Because with the toothpaste of the intimacy of the AI already outside the tube, this is a matter of behavior of the real world and how the companies behind the AI that forms that behavior respond at this time, not only in the future. Ideally, they would already have established systems for dependency detection. If someone spends hours a day with Chatgpt, speaking as if it were their partner, the system should gently mark that behavior and suggest a break.
And romantic connections need some hard limits. Not prohibiting it, that would be dumb and probably counterproductive. But the strict rules that any AI dedicated to a romantic roles game has to remember people who are talking to a bot, one that is not really alive or conscious. Humans are projection teachers, and a model does not have to be flirting for the user to fall in love with it, of course, but any indication of conversation in that direction should trigger those protocols, and should be very strict when it comes to children.
The same goes for the AI models as a whole. Chatgpt's occasional reminders say: “Hello, I am not a real person,” they may feel uncomfortable, but possibly they are necessary in some cases and a good prophylactic in general. It is not the fault of users that anthropomorphic people. Googly eyes in Roombs and harden our vehicles with names and personalities is not considered more than slightly extravagant. It is not surprising that a tool as receptive and verbal as chatgpt can begin to feel like a friend, a therapist or even a partner. The point is that companies like OpenAi have the responsibility to anticipate this and design it, and they should have from the beginning.

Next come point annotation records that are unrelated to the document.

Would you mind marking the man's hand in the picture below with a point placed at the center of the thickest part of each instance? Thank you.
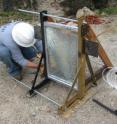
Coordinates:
(31, 65)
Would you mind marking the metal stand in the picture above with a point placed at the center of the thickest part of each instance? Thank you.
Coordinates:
(83, 84)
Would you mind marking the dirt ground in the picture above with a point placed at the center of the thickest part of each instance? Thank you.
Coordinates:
(17, 108)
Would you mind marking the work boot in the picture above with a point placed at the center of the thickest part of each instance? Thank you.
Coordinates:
(18, 77)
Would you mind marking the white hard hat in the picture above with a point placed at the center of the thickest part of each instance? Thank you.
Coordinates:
(23, 34)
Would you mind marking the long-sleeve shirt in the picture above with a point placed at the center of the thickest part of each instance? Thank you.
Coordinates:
(7, 40)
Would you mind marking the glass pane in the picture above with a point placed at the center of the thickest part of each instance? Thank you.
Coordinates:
(61, 51)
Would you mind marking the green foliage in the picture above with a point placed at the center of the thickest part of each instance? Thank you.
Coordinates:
(109, 10)
(15, 15)
(6, 17)
(71, 6)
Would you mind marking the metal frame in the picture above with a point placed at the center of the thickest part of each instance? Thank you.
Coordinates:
(83, 83)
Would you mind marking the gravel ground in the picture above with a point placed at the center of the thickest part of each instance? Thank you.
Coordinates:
(17, 108)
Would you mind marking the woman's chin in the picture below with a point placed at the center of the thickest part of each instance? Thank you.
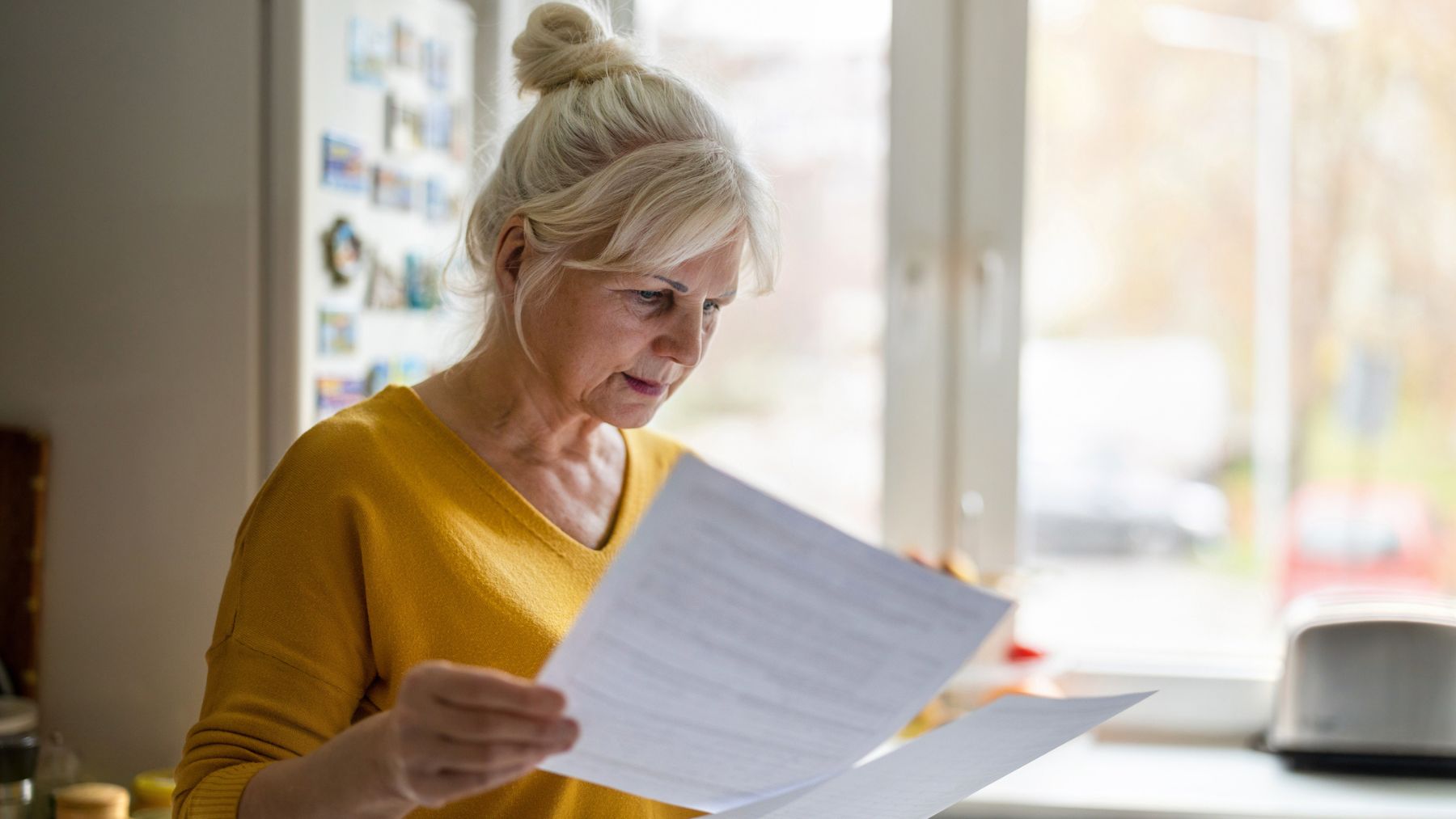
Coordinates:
(629, 415)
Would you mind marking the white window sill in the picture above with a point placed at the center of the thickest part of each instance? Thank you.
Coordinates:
(1121, 779)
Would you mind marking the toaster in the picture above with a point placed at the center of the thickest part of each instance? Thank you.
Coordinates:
(1369, 686)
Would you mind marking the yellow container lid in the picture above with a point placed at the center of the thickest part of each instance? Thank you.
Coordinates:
(153, 789)
(92, 800)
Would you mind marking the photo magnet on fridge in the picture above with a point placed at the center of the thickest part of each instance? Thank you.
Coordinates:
(407, 47)
(344, 163)
(393, 189)
(369, 51)
(342, 252)
(336, 332)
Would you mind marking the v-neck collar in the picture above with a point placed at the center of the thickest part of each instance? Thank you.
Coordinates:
(513, 502)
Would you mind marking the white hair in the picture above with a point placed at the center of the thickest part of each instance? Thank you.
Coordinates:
(613, 149)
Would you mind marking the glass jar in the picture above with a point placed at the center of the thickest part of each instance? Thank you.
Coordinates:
(18, 751)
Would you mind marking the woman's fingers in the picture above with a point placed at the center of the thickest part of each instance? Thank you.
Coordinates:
(472, 687)
(451, 786)
(475, 724)
(463, 729)
(434, 754)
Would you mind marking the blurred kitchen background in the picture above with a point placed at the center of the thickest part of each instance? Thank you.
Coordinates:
(1143, 310)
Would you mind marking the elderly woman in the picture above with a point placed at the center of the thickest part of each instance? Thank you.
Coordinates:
(413, 560)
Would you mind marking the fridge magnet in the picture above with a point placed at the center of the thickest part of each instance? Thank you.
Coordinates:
(380, 376)
(407, 47)
(342, 163)
(421, 282)
(336, 332)
(458, 134)
(386, 287)
(436, 57)
(335, 393)
(369, 53)
(391, 121)
(402, 125)
(437, 203)
(437, 125)
(392, 188)
(342, 252)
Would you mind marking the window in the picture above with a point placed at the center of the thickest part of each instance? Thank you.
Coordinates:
(1187, 336)
(791, 391)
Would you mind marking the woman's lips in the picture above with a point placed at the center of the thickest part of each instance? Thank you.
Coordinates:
(645, 387)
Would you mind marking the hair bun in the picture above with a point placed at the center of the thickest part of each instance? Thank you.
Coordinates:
(565, 43)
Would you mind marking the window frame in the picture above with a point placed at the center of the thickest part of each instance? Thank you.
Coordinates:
(954, 338)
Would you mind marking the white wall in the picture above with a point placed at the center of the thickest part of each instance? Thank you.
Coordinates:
(130, 167)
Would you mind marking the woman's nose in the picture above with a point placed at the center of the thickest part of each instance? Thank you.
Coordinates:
(684, 342)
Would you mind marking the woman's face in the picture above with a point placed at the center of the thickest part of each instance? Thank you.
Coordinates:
(616, 345)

It could be argued that adding all these railings ruins the fun. People should be allowed as they want, and that the artificial company can be a balm for loneliness. And that is true in moderate doses. But children's parks have fences and roller mountains have safety belts for a reason. The AI capable of imitating and causing emotions without security controls is simply negligent.
I am glad that Operai is thinking about this, I would only want them to have done it before, or now they had more urgency about it. The design of the product of AI must reflect the reality that people are already in AI relations, and those relationships need more than reflective essays to remain healthy.